Last month, during the Memorial Day Weekend, traffic waiting to enter Arches National Park backed up so far onto U.S. 191 that the Utah Highway Patrol temporarily shut off access to the redrock wonder. That dilemma prompted a suggestion by the park superintendent that perhaps the time had come to issue reservations for people hoping to visit Arches.
Visitation to Arches has been on somewhat of a meteoric rise. Superintendent Kate Cannon is predicting that visitation to her park will reach 1.5 million this year, while just five years ago it was at 1 million.
"I would say that level of visitation is beyond our current capacity," she told reporters.
But the superintendent's suggestion that reservations be required during the busy summer tourist season -- "We would give visitors certainty so they would know before they got here that they would get into Arches National Park," she said -- is not being welcomed by Moab area businesses.
Arches is not alone with crowding issues. Yosemite National Park's iconic valley is jammed from Memorial Day through Labor Day. Trying to find a parking spot on the South Rim of Grand Canyon National Park in the summer can be grueling. Elbows can help you get a good view of Old Faithful in Yellowstone National Park when it erupts during a warm August afternoon. October's leaf-peeping season brings tremendous stop-and-go conga lines to traffic winding along Skyline Drive in Shenandoah National Park or down the Blue Ridge Parkway.
With such crowding only expected to get worse -- and knowing that more crowding can have a negative impact on park resources (wildlife, vegetation, trails) -- do you think some national parks should implement a reservations system for visitors during the busiest of tourist seasons?
Comments
There are so many open questions here it is hard to provide a definitive answer. Will their be reservation fees? What's the penalty for not showing up? Will a reservation be required or just an option to get you to the front of the line? Will people be turned away at the gate when the park is half empty? If the issues is lack of gate capacity (as was the case in the Arches article) and traffic is backed up for miles, how does the guy with the reservation two miles back in line get in?
Yes.
It may be the only viable answer to a terribly difficult problem.
Demand based pricing would be far easier and less expensive to implement and would spread usage to periods of lesser demand.
In my own view of the issue, I have found that reservation systems work quite well. It can be offset with holding some back for first come first serve or no shows. Recent experience both at the Washington Monument and Mammoth Cave were very well done. Reservation systems should be implemented during the prime time seasons, it is an equitable approach, I would be opposed to demand based pricing, these are public lands, opportunities to visit them during prime time should not be based on the ability to pay. I am surprised the gateway communities would be opposed. They would stand to gain from these systems, as signs would indicate when the park is full, options would be to stay at local business establishments where reservations could be obtained. Really worked for me at those areas that have these systems. It did entail some advanced planning and /or flexibility when traveling, but it works.

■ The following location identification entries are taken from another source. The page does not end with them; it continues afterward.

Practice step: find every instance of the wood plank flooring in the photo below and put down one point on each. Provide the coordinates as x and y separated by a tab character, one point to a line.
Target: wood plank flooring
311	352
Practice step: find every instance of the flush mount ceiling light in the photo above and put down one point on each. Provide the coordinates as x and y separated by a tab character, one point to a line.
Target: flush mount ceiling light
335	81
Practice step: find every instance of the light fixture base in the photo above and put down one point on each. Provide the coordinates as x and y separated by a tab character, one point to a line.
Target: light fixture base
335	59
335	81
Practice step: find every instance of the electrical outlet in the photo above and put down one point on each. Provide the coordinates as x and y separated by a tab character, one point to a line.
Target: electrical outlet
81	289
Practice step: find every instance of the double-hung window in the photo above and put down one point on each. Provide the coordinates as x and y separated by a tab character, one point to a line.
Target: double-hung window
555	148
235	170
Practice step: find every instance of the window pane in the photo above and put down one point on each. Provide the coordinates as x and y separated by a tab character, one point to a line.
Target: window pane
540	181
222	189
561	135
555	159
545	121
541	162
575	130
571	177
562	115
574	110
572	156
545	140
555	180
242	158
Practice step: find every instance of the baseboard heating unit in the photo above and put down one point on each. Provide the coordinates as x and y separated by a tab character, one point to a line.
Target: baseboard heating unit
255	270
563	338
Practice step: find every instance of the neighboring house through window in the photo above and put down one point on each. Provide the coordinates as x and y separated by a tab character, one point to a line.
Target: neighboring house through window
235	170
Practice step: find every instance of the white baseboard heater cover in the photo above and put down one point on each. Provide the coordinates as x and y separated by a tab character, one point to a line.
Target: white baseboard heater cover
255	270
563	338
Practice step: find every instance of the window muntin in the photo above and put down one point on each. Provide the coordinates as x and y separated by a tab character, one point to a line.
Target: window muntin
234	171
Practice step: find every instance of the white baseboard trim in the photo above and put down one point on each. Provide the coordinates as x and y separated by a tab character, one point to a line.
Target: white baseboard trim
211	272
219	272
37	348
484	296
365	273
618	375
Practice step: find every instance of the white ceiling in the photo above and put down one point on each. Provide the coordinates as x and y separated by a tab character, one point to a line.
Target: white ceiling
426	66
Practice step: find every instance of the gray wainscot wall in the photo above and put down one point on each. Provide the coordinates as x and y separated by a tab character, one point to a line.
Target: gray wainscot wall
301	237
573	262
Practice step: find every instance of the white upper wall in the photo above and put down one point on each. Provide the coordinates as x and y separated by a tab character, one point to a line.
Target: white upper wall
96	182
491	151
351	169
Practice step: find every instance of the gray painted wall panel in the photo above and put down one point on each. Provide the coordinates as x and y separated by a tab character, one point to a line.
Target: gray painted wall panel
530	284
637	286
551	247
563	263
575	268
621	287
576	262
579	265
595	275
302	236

sure. Anything to help the NPS and goold ole Canadian based Recreation.gov
But only if there are fees to do so. Perhaps the NPS should consider charging people to use the parks.
I love the campground reservation system through Recreation.gov. It's very comforting to know that I'll have a place to lay my little head when I arrive. And I don't have to pull into a park in the wee hours hoping I'll find an open campsite. I've actually had to cancel reservations twice and even that has worked very well. There's a $10 charge to cancel, but the balance of the reservation was credited back to my account before day's end.
My experience at Chaco Canyon is an excellent example. I called for a reservation about a week before I wanted to visit. The agent told me there was one reservable campsite left so I took it. I learned later that about half the sites there may be reserved and the other half are first come. It would have been a royal bummer to drive all the way out those reservation roads to find no room in the inn.
Once when I tried to reserve may favorite campsite at a Utah state park, the site was taken, but the reservation agent suggested that if I got there one day later, I could have the site for up to four nights.
I'd worry a little about having local businesses handling reservations. I don't recall where it was, but wasn't there an article in Traveler awhile ago telling of some abuses by a concessionaire who was able to manipulate a reservation system to the disadvantage of others.
It would probably cause fewer hard feelings if people knew well in advance that reservations were going to be needed. It would certainly reduce the disappointment of pulling up at a park entrance after a long, long drive (are we there yet?) only to learn the park is full.
Whatever happens, it's awfully clear that something needs to be done.
*Some*thing has to be done about Yosemite Valley. I suspect a reservation system might be the only solution.
Yellowstone, OTOH, isn't that bad, even in August (speaking as someone who's been there at some point during every month between May and October). Even Old Faithful in August can be uncrowded if you know what you're doing.
Oh, and if you make reservations a bloody year and a half ahead of time to stay in the park, with Xanterra holding a night's stay as a deposit for each location for all that time. They've got $200 of my money for that long just so that I can spend 2 nights at Roosevelt and 3 nights at Old Faithful in 2016. *That's* just WRONG.
Gee, at current interest rates, $200 for a year is less than $5.00. Seems like a small price to pay.